3.
L'incarnation d'une vision :
Le thème de la société de l'information
semble constant depuis les années cinquante, faisant l'objet d'une
redécouverte cyclique. Presque dès les débuts, de nombreux
textes de science-fiction mettent en scène une telle
société et décrivent avec précision, comme le fait
par exemple Isaac Asimov, Internet, le multimédia, les communications
virtuelles.
La tension entre les éléments charismatiques et les
réalités de l'organisation à grande échelle
configurera les réalités politiques de la science dans une
société postindustrielle. La notion de noosphère,
inventée par le jésuite Teilhard de Chardin, est reprise par
McLuhan dans "La galaxie Gutenberg" car elle correspond pour l'intellect
à ce que la biosphère est pour la vie et que l'auteur
interprète comme "le cerveau technologique de l'univers".
Aujourd'hui le discours est simplement sorti des cercles des
spécialistes qui lui ont donné naissance et il touche un vaste
public.
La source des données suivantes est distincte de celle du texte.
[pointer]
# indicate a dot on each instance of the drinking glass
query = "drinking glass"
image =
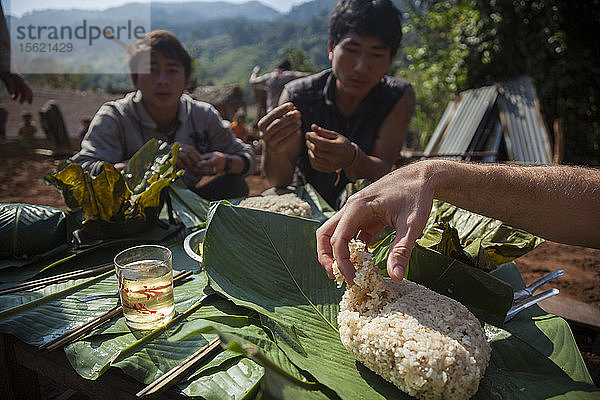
(145, 278)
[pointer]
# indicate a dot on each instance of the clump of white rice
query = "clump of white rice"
(288, 204)
(427, 344)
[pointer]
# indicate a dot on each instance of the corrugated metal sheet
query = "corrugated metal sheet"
(463, 121)
(471, 120)
(523, 123)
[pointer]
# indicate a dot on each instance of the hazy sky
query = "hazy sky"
(19, 7)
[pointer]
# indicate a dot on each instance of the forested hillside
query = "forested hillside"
(448, 46)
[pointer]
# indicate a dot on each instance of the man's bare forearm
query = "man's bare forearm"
(559, 203)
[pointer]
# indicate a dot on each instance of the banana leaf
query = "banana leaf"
(502, 242)
(65, 258)
(27, 230)
(118, 204)
(190, 207)
(486, 296)
(283, 282)
(144, 360)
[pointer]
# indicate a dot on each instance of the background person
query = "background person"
(159, 109)
(558, 203)
(27, 131)
(14, 83)
(347, 122)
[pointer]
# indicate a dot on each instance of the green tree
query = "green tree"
(442, 34)
(555, 43)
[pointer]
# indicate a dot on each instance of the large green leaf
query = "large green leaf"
(271, 267)
(114, 344)
(190, 207)
(27, 230)
(267, 262)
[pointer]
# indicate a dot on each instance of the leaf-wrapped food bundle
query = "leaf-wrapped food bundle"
(118, 204)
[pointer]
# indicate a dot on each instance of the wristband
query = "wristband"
(355, 156)
(228, 161)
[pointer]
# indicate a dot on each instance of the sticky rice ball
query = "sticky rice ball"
(428, 345)
(288, 204)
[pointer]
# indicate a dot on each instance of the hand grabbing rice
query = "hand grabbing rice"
(428, 345)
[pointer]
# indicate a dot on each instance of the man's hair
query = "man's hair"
(367, 18)
(163, 42)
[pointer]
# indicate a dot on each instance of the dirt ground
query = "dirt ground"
(20, 181)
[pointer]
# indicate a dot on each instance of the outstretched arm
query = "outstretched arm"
(556, 202)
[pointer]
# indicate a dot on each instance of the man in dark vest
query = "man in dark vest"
(348, 122)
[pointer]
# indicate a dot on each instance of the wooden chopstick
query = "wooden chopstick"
(92, 324)
(57, 278)
(176, 373)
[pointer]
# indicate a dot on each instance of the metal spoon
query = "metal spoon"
(529, 290)
(529, 302)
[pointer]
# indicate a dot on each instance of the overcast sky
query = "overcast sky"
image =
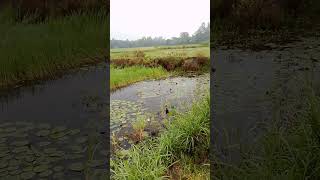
(133, 19)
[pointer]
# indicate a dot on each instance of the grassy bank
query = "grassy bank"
(180, 152)
(34, 51)
(128, 75)
(172, 58)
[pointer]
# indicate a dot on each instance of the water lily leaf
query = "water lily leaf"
(45, 173)
(43, 133)
(27, 175)
(76, 166)
(40, 168)
(45, 143)
(58, 168)
(20, 143)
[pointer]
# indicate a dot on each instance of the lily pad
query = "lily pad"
(45, 143)
(45, 173)
(58, 175)
(27, 175)
(43, 133)
(58, 135)
(73, 156)
(3, 140)
(12, 168)
(95, 163)
(3, 164)
(14, 162)
(44, 126)
(76, 166)
(74, 131)
(40, 168)
(20, 149)
(20, 143)
(27, 169)
(58, 168)
(81, 140)
(76, 149)
(58, 129)
(50, 150)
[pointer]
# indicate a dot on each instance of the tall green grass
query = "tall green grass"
(128, 75)
(43, 50)
(163, 51)
(291, 152)
(180, 151)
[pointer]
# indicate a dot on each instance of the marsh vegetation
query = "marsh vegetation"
(34, 48)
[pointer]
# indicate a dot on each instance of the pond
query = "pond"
(153, 99)
(55, 129)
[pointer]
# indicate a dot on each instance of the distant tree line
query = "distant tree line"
(201, 35)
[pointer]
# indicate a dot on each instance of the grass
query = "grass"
(128, 75)
(162, 51)
(44, 50)
(181, 151)
(181, 58)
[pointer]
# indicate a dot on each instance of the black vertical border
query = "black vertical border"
(107, 89)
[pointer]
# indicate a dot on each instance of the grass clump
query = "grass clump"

Le culte de l'information s'est incarné et s'est
vulgarisé via le culte de l'Internet.
3.1 Un discours ancien :
C'est au sein de la "cybernétique" inventée par le
mathématicien Norbert Wiener dans les années quarante que le
premier "culte de l'information" est né. Il défend en effet une
"vision du monde" plus ample faisant de l'information le noyau dur d'une
représentation globale du réel, provoquant progressivement le
dégagement d'un véritable paradigme, et qui s'impose aujourd'hui.
L'expansion du paradigme s'est faite progressivement depuis un
demi-siècle à des domaines de plus en plus nombreux comme
l'automatique, l'informatique et l'intelligence artificielle, le biologie et la
génétique, les sciences humaines et sociales, la philosophie et
la psychanalyse, les sciences de la communication et le monde des
médias, le champ des idées politiques, se cristallisant
actuellement autour d'Internet.
Armand Mattelart a bien mis en évidence les liens entre
l'idéologie contemporaine de la communication et le thème plus
ancien de l'"utopie planétaire".
Pierre Musso de son côté, a décrit avec
précision l'influence plus ancienne de la pensée saint-simonienne
des réseaux sur le discours d'accompagnement d'Internet.
L'information selon Wiener :
Le monde, et donc tous les êtres qui en relèvent,
quels qu'ils soient, est composé de deux grands éléments :
d'un côté les formes, les idées, les messages, les
"informations", de l'autre le désordre, le hasard, l'entropie.
c'est-à-dire d'un côté l'esprit, de l'autre la
matière.
L'information est le "nom pour désigner le contenu de ce
qui est échangé avec le monde extérieur à mesure
que nous nous y adaptons et que nous lui appliquons les résultats de
notre adaptation". L'entropie est sa négation, et sa présence
concrète dans l'Univers est assimilable à l'imperfection, au
hasard, à la désorganisation, à la mort. Seule
l'information permet de lutter contre elle et elles représentent les
deux faces de la réalité. Tout est information, message,
mouvement, sauf lorsqu'il y a délitement entropique. Pensée qui
inaugure une "ontologie radicale du message" et s'établit dans une
véritable mystique de la communication.
Cette nouvelle vision du monde parait comme une approche
"antimétaphysique", en ce qu'elle postule qu'il n'y a rien
derrière le réel ramené à l'échange
permanent et visible des informations qui le constituent. Le nouveau paradigme
est une pensée de la relation qui enferme le réel dans le
relationnel et le relationnel dans l'informationnel.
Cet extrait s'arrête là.